Friday, May 02, 2008

Dignity In Death

Death is not to be feared. In fact, if there’s anything people should fear, it’s the indignities other people will put their bodies through after they’re dead. I mean, just dying and rotting on the pavement is pretty much the most dignified way for the body to be treated.

While this may sound unusual, consider the myriad other undignified ways for people be treated post-mortem. In many modern countries, there's embalming. Maybe being spiced and wrapped up in bandages like a sausage is out of fashion today. Instead, they'd rather flush the innards and replace the blood with preservative (much like a sausage), then burn (like a sausage) or bury the lot. Let's consider the bbq they call cremation: It's basically a grill that overdoes the bodies to the extent that they're quite unusable for anything but fertilizer. It's not even edible anymore.

Then we have burial. With or without embalming, they basically toss dirt over the body because it's too shameful to be shown in public for extended periods of time.

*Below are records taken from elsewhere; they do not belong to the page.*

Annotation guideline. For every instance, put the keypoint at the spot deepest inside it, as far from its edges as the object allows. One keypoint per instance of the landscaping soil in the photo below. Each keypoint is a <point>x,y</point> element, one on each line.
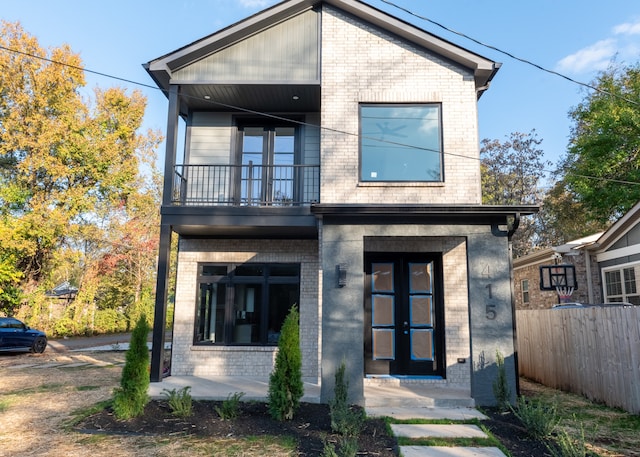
<point>311,428</point>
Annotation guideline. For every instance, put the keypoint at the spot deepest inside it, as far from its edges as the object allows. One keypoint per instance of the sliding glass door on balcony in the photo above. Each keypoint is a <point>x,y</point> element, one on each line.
<point>265,171</point>
<point>268,156</point>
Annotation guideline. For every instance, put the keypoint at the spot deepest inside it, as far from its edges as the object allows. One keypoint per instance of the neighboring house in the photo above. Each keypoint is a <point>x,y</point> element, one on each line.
<point>607,267</point>
<point>331,161</point>
<point>617,253</point>
<point>526,271</point>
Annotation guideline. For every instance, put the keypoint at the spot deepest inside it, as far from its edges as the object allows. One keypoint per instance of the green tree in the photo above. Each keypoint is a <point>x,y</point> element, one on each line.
<point>602,165</point>
<point>72,190</point>
<point>513,172</point>
<point>285,383</point>
<point>563,218</point>
<point>131,397</point>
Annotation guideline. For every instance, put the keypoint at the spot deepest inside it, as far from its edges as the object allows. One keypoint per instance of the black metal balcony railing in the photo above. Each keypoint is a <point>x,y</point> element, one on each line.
<point>246,185</point>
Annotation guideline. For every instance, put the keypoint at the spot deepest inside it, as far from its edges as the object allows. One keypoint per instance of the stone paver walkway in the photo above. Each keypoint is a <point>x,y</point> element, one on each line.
<point>425,431</point>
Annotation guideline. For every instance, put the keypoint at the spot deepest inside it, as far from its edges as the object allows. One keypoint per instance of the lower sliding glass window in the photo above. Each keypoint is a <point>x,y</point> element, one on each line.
<point>244,304</point>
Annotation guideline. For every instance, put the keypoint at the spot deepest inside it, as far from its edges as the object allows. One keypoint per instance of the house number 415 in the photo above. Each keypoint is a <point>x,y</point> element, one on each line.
<point>490,309</point>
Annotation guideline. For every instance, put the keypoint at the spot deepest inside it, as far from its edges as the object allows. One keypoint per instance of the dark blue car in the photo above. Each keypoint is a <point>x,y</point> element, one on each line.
<point>16,336</point>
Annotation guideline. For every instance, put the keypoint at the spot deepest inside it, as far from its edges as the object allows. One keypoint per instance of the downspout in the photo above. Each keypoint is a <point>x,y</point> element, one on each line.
<point>589,278</point>
<point>512,230</point>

Of course, exceptions occur when the embalmed body is displayed like a choice buy otherwise inedible sausage. Burial without embalming? The body becomes worm food, then perhaps dug up to be bbq'ed when they find that the cemetery is really sitting on a bit of choice land. Talk about a double whammy.

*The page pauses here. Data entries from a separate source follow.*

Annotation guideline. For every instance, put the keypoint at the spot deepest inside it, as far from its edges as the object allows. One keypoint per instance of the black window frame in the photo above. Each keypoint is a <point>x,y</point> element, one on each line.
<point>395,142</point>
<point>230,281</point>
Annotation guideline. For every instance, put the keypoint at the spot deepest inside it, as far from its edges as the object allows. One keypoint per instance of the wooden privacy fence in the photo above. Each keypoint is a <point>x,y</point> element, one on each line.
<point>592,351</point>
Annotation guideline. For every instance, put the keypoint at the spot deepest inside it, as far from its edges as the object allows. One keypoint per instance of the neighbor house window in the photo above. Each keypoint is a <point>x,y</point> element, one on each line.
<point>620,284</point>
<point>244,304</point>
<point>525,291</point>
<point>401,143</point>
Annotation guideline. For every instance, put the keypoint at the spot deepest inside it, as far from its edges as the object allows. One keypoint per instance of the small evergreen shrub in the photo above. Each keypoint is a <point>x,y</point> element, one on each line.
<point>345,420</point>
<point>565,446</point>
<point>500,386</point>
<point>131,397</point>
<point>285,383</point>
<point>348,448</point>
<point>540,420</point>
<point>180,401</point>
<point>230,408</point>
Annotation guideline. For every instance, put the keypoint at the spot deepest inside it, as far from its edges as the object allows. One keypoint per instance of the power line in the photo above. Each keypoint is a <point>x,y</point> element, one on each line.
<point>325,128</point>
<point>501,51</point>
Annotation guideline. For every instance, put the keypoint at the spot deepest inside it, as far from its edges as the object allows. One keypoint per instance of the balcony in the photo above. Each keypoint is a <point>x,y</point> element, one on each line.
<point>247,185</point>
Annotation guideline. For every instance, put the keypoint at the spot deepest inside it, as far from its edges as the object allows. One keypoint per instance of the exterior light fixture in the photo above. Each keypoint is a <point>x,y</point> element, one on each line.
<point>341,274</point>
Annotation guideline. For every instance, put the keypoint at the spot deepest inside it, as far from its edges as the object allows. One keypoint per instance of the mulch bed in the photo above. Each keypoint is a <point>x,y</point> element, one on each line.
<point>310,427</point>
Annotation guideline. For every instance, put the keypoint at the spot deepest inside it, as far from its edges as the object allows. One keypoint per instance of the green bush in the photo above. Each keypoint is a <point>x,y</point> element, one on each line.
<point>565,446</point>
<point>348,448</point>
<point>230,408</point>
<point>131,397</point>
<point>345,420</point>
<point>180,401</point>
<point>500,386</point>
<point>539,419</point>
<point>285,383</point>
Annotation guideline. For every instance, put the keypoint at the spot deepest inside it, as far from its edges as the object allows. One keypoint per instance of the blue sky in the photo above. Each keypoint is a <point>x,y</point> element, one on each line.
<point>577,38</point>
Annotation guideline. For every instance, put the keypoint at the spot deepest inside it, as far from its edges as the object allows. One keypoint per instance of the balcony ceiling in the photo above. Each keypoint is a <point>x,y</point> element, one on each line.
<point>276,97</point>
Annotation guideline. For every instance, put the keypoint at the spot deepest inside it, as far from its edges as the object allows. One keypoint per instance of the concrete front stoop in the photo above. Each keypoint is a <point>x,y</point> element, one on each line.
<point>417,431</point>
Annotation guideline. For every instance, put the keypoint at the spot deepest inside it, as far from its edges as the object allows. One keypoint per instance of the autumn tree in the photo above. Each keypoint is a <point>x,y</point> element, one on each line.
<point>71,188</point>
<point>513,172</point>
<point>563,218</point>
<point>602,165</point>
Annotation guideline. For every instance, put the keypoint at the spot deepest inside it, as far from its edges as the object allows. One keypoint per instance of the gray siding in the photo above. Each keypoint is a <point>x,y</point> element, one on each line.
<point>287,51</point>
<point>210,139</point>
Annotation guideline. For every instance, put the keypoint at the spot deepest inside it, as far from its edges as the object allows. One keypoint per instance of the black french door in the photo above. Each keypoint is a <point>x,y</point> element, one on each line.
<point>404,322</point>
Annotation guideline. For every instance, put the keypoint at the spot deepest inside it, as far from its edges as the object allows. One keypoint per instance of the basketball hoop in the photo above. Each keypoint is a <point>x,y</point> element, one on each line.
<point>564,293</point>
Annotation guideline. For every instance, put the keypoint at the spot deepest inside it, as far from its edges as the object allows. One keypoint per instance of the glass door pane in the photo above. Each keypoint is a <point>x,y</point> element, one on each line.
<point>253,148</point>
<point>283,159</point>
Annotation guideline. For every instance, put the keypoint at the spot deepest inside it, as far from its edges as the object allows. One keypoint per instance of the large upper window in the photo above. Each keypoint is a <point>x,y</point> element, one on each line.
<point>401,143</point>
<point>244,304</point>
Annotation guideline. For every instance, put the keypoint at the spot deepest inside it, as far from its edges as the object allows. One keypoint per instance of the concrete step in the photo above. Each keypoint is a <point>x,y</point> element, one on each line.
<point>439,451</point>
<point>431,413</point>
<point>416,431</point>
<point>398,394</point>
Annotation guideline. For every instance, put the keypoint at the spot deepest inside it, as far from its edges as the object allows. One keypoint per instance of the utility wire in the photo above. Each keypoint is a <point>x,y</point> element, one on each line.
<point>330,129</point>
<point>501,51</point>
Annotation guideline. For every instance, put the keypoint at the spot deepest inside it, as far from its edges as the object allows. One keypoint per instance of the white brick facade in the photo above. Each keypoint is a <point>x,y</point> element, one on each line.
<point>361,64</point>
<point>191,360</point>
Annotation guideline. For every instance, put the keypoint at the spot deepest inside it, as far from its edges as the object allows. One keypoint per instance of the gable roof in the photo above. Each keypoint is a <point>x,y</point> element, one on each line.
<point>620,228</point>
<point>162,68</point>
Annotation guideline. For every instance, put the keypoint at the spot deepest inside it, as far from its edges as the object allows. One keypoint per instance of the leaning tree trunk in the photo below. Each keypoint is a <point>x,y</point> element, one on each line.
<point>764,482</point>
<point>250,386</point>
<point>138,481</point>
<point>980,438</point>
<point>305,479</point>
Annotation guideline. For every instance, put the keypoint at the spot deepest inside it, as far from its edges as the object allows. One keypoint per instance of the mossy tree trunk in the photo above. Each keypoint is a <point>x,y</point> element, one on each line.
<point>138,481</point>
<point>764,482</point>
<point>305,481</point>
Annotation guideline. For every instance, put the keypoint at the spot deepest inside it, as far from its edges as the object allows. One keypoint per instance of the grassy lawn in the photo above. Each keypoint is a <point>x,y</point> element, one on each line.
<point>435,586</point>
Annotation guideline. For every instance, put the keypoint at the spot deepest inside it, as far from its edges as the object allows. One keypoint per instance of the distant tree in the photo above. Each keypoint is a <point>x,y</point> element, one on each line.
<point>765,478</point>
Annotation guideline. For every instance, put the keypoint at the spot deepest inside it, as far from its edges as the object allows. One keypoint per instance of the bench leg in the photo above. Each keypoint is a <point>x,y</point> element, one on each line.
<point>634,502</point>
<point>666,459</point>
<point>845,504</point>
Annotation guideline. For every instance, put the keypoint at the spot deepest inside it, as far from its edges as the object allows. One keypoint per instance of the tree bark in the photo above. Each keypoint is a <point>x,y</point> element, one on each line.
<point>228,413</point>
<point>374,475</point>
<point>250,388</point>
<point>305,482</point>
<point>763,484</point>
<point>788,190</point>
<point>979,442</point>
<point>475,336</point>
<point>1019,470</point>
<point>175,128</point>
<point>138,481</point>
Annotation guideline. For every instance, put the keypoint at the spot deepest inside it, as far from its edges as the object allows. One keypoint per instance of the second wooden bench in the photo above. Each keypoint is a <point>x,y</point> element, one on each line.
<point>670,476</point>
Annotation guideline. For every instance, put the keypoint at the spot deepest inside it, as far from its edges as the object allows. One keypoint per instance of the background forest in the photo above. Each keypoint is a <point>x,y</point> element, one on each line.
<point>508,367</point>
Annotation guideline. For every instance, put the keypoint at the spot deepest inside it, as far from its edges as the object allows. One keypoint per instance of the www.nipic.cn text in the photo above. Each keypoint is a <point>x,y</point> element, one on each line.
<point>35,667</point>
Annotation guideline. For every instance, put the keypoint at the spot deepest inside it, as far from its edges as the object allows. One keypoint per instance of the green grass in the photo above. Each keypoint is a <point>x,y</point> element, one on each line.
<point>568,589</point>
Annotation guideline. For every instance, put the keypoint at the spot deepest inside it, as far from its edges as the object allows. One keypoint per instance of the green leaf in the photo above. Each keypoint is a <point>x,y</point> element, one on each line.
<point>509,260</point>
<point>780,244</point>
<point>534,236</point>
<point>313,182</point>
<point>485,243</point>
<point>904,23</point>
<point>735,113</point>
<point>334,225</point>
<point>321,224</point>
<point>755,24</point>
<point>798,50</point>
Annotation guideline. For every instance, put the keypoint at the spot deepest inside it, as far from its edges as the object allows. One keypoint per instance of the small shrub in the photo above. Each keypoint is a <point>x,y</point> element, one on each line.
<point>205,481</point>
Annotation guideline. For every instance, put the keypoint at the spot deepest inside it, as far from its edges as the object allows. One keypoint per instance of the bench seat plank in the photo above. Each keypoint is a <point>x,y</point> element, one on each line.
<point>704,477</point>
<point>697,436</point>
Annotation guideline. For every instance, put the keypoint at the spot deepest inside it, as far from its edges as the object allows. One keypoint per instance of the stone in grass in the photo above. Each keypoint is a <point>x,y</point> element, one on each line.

A marginally more dignified treatment would be for the body to be eaten. After all, it's slightly better to be non-worm food than worm food. One becomes poo, after all. But at least the body goes directly towards nourishing stuff without turning to mush that stinks the place up, and, in some cases, this act is done with some degree of reverence. Worm food ultimately becomes worm poo anyway.

Now, how about being left where one died? Granted, it's not dignified either, but at least the body is not subjected to weird treatments. Of course, given this logic, I can only conclude that those who sensibly fear death do not really fear what comes after in the sense of the afterlife, but what others would do with the inert body afterwards.